To reiterate: we are strongly supportive of calls for greater rigour in conducting, and openness in reporting, pre-clinical findings in vaccinology. However, Cohen fails to recognise the exceptionally thorough reporting of pre-clinical findings on MVA85A and the extensive safety data provided by previous human trials, which justified moving into the phase 2 clinical trial in infants. The MVA85A programme observed the highest scientific and ethical standards, aiming to improve global control of the world’s most lethal infectious disease.

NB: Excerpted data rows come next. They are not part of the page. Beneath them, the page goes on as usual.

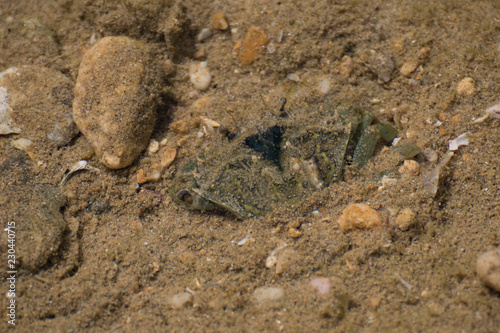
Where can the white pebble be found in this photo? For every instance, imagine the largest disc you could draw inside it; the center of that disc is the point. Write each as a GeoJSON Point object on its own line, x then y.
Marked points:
{"type": "Point", "coordinates": [293, 77]}
{"type": "Point", "coordinates": [324, 86]}
{"type": "Point", "coordinates": [180, 300]}
{"type": "Point", "coordinates": [321, 285]}
{"type": "Point", "coordinates": [430, 154]}
{"type": "Point", "coordinates": [200, 75]}
{"type": "Point", "coordinates": [7, 125]}
{"type": "Point", "coordinates": [263, 294]}
{"type": "Point", "coordinates": [461, 140]}
{"type": "Point", "coordinates": [154, 146]}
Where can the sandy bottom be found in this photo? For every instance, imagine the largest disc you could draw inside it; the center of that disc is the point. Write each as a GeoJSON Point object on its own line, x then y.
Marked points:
{"type": "Point", "coordinates": [130, 259]}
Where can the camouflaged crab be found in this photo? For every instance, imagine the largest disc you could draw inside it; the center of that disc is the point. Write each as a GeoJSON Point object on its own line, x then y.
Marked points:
{"type": "Point", "coordinates": [283, 163]}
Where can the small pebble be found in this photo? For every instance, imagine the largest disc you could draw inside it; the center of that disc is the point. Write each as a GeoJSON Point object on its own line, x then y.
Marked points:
{"type": "Point", "coordinates": [423, 53]}
{"type": "Point", "coordinates": [181, 127]}
{"type": "Point", "coordinates": [271, 294]}
{"type": "Point", "coordinates": [180, 300]}
{"type": "Point", "coordinates": [488, 269]}
{"type": "Point", "coordinates": [346, 67]}
{"type": "Point", "coordinates": [430, 154]}
{"type": "Point", "coordinates": [293, 77]}
{"type": "Point", "coordinates": [466, 87]}
{"type": "Point", "coordinates": [410, 167]}
{"type": "Point", "coordinates": [321, 285]}
{"type": "Point", "coordinates": [358, 216]}
{"type": "Point", "coordinates": [285, 259]}
{"type": "Point", "coordinates": [494, 111]}
{"type": "Point", "coordinates": [219, 21]}
{"type": "Point", "coordinates": [383, 66]}
{"type": "Point", "coordinates": [405, 219]}
{"type": "Point", "coordinates": [154, 146]}
{"type": "Point", "coordinates": [204, 34]}
{"type": "Point", "coordinates": [409, 67]}
{"type": "Point", "coordinates": [200, 75]}
{"type": "Point", "coordinates": [294, 233]}
{"type": "Point", "coordinates": [324, 86]}
{"type": "Point", "coordinates": [253, 45]}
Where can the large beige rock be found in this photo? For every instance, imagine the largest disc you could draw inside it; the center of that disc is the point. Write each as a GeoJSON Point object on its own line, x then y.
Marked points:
{"type": "Point", "coordinates": [115, 96]}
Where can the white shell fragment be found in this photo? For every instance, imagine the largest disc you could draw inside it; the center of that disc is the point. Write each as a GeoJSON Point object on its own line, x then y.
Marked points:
{"type": "Point", "coordinates": [7, 125]}
{"type": "Point", "coordinates": [199, 75]}
{"type": "Point", "coordinates": [21, 144]}
{"type": "Point", "coordinates": [81, 165]}
{"type": "Point", "coordinates": [494, 111]}
{"type": "Point", "coordinates": [431, 181]}
{"type": "Point", "coordinates": [461, 140]}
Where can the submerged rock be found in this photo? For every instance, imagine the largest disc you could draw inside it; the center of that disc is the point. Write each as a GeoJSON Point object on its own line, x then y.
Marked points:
{"type": "Point", "coordinates": [115, 99]}
{"type": "Point", "coordinates": [35, 210]}
{"type": "Point", "coordinates": [38, 104]}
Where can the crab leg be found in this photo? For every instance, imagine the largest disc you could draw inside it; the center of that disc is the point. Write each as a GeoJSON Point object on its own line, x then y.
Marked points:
{"type": "Point", "coordinates": [368, 141]}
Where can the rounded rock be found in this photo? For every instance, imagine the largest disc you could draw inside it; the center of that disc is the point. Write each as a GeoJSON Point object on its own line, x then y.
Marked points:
{"type": "Point", "coordinates": [488, 269]}
{"type": "Point", "coordinates": [115, 99]}
{"type": "Point", "coordinates": [358, 216]}
{"type": "Point", "coordinates": [219, 21]}
{"type": "Point", "coordinates": [466, 87]}
{"type": "Point", "coordinates": [199, 75]}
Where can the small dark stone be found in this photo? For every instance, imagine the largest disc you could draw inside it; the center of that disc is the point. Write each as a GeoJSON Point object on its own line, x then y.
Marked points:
{"type": "Point", "coordinates": [98, 206]}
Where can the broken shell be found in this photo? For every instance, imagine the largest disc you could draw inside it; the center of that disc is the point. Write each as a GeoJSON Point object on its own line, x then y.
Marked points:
{"type": "Point", "coordinates": [81, 165]}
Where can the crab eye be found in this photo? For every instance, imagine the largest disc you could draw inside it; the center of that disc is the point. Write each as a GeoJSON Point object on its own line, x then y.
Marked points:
{"type": "Point", "coordinates": [185, 196]}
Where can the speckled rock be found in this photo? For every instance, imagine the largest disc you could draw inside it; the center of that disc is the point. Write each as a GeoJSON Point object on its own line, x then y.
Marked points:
{"type": "Point", "coordinates": [35, 210]}
{"type": "Point", "coordinates": [115, 99]}
{"type": "Point", "coordinates": [39, 101]}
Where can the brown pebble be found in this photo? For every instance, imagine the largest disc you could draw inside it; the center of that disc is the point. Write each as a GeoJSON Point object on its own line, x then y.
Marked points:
{"type": "Point", "coordinates": [410, 167]}
{"type": "Point", "coordinates": [409, 67]}
{"type": "Point", "coordinates": [488, 269]}
{"type": "Point", "coordinates": [253, 45]}
{"type": "Point", "coordinates": [346, 66]}
{"type": "Point", "coordinates": [423, 53]}
{"type": "Point", "coordinates": [358, 216]}
{"type": "Point", "coordinates": [115, 99]}
{"type": "Point", "coordinates": [466, 87]}
{"type": "Point", "coordinates": [405, 219]}
{"type": "Point", "coordinates": [181, 127]}
{"type": "Point", "coordinates": [294, 233]}
{"type": "Point", "coordinates": [219, 21]}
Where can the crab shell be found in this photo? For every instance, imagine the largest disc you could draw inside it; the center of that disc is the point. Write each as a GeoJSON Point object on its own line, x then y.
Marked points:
{"type": "Point", "coordinates": [283, 164]}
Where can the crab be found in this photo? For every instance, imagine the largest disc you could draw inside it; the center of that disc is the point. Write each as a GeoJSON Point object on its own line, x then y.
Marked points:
{"type": "Point", "coordinates": [282, 163]}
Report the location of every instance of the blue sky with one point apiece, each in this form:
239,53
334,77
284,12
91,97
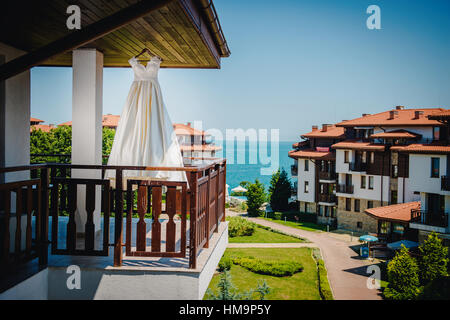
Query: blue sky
293,64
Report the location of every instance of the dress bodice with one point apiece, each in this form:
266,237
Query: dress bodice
145,73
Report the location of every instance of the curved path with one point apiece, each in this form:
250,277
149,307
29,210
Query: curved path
346,271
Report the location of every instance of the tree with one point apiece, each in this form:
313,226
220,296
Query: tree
403,277
256,196
432,259
280,191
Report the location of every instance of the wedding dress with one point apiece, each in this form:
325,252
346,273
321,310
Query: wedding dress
145,135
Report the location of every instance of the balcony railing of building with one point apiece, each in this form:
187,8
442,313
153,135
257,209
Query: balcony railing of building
323,175
52,192
357,166
343,188
294,170
327,198
445,183
435,219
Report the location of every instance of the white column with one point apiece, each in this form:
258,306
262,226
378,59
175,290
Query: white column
14,118
87,109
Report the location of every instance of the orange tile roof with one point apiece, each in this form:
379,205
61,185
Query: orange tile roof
396,212
311,154
200,147
405,117
359,145
423,148
36,120
396,134
42,127
331,132
184,129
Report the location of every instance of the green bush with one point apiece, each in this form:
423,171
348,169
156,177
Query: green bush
268,267
403,277
225,264
238,227
432,259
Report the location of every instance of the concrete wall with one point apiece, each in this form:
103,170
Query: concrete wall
14,118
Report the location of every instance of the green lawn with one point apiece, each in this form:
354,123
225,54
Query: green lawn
265,236
300,286
308,226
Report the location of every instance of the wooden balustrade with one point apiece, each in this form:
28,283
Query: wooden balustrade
198,203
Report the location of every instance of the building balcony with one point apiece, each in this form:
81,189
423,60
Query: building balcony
166,234
343,188
327,198
357,166
428,218
294,170
329,176
445,183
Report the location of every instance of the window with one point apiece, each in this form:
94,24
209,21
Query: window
435,133
357,202
348,204
435,167
371,182
363,182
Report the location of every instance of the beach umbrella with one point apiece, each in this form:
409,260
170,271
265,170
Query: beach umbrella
239,189
398,244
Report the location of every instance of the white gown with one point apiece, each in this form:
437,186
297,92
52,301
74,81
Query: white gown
145,135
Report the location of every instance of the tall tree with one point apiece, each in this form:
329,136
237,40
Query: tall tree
280,191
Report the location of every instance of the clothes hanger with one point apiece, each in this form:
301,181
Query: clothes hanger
146,50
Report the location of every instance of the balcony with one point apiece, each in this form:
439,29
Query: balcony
134,226
445,183
330,176
343,188
433,219
357,166
327,198
294,170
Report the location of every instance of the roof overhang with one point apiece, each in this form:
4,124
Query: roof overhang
184,33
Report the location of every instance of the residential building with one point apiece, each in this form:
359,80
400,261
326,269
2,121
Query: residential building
314,172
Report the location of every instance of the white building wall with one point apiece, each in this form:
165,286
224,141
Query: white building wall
306,176
14,117
420,173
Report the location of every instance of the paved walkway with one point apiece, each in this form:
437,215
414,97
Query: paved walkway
346,271
272,245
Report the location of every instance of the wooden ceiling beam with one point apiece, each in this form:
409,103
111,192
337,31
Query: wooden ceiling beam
80,37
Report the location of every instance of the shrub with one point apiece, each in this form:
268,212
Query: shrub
403,277
432,259
256,196
268,267
225,264
238,227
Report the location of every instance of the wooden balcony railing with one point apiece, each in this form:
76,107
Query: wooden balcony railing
343,188
198,203
328,198
435,219
445,183
327,175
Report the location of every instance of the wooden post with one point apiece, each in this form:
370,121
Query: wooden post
193,221
118,232
44,199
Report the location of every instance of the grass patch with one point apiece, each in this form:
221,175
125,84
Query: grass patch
304,225
262,235
300,286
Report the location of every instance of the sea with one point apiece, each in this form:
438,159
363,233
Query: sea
246,162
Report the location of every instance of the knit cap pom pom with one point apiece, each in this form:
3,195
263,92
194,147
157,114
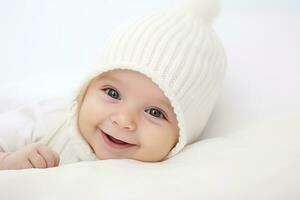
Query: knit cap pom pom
207,9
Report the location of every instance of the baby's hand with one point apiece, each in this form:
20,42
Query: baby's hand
31,156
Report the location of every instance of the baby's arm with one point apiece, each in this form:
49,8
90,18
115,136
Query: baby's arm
31,156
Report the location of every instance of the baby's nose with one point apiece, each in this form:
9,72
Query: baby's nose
124,120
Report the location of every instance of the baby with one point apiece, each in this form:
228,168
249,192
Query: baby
151,94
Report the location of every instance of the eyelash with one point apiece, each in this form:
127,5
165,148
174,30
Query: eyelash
162,114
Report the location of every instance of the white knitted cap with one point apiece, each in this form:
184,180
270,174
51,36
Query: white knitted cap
180,52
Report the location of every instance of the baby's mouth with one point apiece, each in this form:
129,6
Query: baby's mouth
114,142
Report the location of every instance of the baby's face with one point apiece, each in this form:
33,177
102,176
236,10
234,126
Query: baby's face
125,115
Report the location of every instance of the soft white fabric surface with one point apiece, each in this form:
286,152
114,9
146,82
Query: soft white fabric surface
244,153
261,162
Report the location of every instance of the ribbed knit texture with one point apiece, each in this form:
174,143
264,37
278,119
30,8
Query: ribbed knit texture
181,53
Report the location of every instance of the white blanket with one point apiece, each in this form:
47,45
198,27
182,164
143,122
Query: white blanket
261,162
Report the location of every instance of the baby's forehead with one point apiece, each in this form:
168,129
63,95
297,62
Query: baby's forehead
137,82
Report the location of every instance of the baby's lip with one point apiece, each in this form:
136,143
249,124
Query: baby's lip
116,137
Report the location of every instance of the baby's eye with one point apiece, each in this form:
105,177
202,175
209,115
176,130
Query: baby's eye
156,113
112,93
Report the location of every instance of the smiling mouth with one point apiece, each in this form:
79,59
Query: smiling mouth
115,143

Helen McShane, The Jenner Institute, University of Oxford

Adrian Hill, The Jenner Institute, University of Oxford

Mark Hatherill, South African Tuberculosis Vaccine Initiative, University of Cape Town

Michele Tameris, South African Tuberculosis Vaccine Initiative, University of Cape Town

Jacqui Shea, Aeras

Ann Ginsberg, Aeras

References
1. Cohen D. Oxford vaccine study highlights pick and mix approach to preclinical research. BMJ 2018;360:j5845 doi: 10.1136/bmj.j5845
2. Tameris MD, Hatherill M, Landry BS, Scriba TJ, Snowden MA, Lockhart S, Shea JE, McClain JB, Hussey GD, Hanekom WA, Mahomed H, McShane H; MVA85A 020 Trial Study Team. Safety and efficacy of MVA85A, a new tuberculosis vaccine, in infants previously vaccinated with BCG: a randomised, placebo-controlled phase 2b trial. Lancet. 2013 Mar 23;381(9871):1021-8.
3. Fletcher HA, Snowden MA, Landry B, Rida W, Satti I, Harris SA, Matsumiya M, Tanner R, O’Shea MK, Dheenadhayalan V, Bogardus L, Stockdale L, Marsay L, Chomka A, Harrington-Kandt R, Manjaly Thomas ZR, Naranbhai V, Stylianou E, Darboe F, Penn Nicholson A, Nemes E, Hatherill M, Hussey G, Mahomed H, Tameris M, McClain JB, Evans TG, Hanekom WA, Scriba TJ, McShane H. T-cell activation is an immune correlate of risk in BCG vaccinated infants. Nat Commun. 2016 Apr 12;7:11290.
4. McShane HT, M; Landry, BS; Snowden, MA; Lockhart, S; Scriba TJ; Mahomed, H; Hatherill, M. BMJ 2014;348:g3058.
5. McShane H, Pathan AA, Sander CR, Keating SM, Gilbert SC, Huygen K, Fletcher HA, Hill AV. Recombinant modified vaccinia virus Ankara expressing antigen 85A boosts BCG primed and naturally acquired anti-mycobacterial immunity in humans. Nat Med 2004 Nov;10(11):1240-4.
6. Verreck FA, Vergennes RAW, Kondova I, van Kralingen KW, Remarque EJ, Braskamp G, van der Werff NM, Kersbergen A, Ottenhoff THM, Heidt PJ, Gilbert SC, Gicquel B, Hill AV, Martin C, McShane H, Thomas AW. MVA.85A boosting of BCG and an attenuated, phoP deficient M. tuberculosis vaccine both show protective efficacy against tuberculosis in rhesus macaques. PLoS One. 2009; 4(4):e5264.
7. Kashangura R, Sena ES, Young T, Garner P. Effects of MVA85A vaccine on tuberculosis challenge in animals: systematic review. Int J Epidemiol 2015, Sep 8. pii: dyv142.